In any case founded on contract, when any part of the principal or interest shall have been paid, or an acknowledgment of an existing liability, debt, or claim, or any promise to pay the same shall have been made, an action may be brought in such case within the period prescribed for the same, after such payment, acknowledgment, or promise; but such acknowledgment or promise must be in writing, signed by the party to be charged thereby.
2. Parties--Misjoinder--Demurrer.
Under section 268, Comp. Stat. 1921 (Rev. Laws 1910, sec. 4740), misjoinder of parties defendant is not a ground for a demurrer, except where the misjoinder appears upon the face of the petition.
3. Limitation of Actions--Demurrer to Petition.
Where a petition upon its face does not show that the cause of action is barred by the statute of limitations, a demurrer thereto, urged specially upon that ground, should be overruled.
4. Same--Action Against Administrator.
In a suit against the administrator of decedent, the burden is upon the defendant to show that plaintiff's cause of action is barred by the statute of limitations.

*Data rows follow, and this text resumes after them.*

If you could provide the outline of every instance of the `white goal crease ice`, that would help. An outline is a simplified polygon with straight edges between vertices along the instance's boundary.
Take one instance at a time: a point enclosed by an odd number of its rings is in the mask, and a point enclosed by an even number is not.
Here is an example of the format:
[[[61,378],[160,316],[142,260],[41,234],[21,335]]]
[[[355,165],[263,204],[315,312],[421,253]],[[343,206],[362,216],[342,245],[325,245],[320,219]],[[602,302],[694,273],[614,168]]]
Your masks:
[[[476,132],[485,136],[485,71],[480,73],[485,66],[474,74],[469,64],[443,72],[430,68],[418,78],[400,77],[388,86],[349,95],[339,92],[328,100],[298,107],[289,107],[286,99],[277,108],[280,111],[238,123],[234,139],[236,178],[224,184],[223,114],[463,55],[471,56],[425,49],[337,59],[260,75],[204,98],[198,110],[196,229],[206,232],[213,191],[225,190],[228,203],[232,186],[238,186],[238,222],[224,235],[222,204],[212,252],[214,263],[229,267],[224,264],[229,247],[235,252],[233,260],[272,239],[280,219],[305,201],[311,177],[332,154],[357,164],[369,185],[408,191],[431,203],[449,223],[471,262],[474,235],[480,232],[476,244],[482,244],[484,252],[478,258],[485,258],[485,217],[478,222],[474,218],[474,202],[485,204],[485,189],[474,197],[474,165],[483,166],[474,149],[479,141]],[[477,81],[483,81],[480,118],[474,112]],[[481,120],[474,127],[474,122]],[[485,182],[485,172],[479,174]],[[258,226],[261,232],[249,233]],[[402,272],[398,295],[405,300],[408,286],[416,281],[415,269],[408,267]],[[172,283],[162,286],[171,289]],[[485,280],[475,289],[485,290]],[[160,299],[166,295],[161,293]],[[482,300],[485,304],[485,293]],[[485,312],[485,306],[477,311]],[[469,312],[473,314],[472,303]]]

Hence, unless such fact clearly appears on the face of the complaint, from the date of defendant's appointment as executor, a demurrer thereto is bad, and the objections must be made by answer.
5. Same--Tolling Statute by Allowance of Claim.
The presentation, approval, and allowance of a claim against the estate by the administrator, tolls the statute of limitation as against the estate pending the closing of the administration and the final discharge of the administrator.
6. Same--Administrator as Joint Maker of Note.
Where the party acting as administrator voluntarily allows and approves a claim in writing against the estate, based on a promissory note upon which the administrator is personally, primarily, and jointly liable, being one of the joint makers of the note, such act tolls the statute of limitation as against the administrator in his individual capacity.

O. R. Fegan, for plaintiff in error.
C. G. Hornor, for defendant in error.

JONES, C.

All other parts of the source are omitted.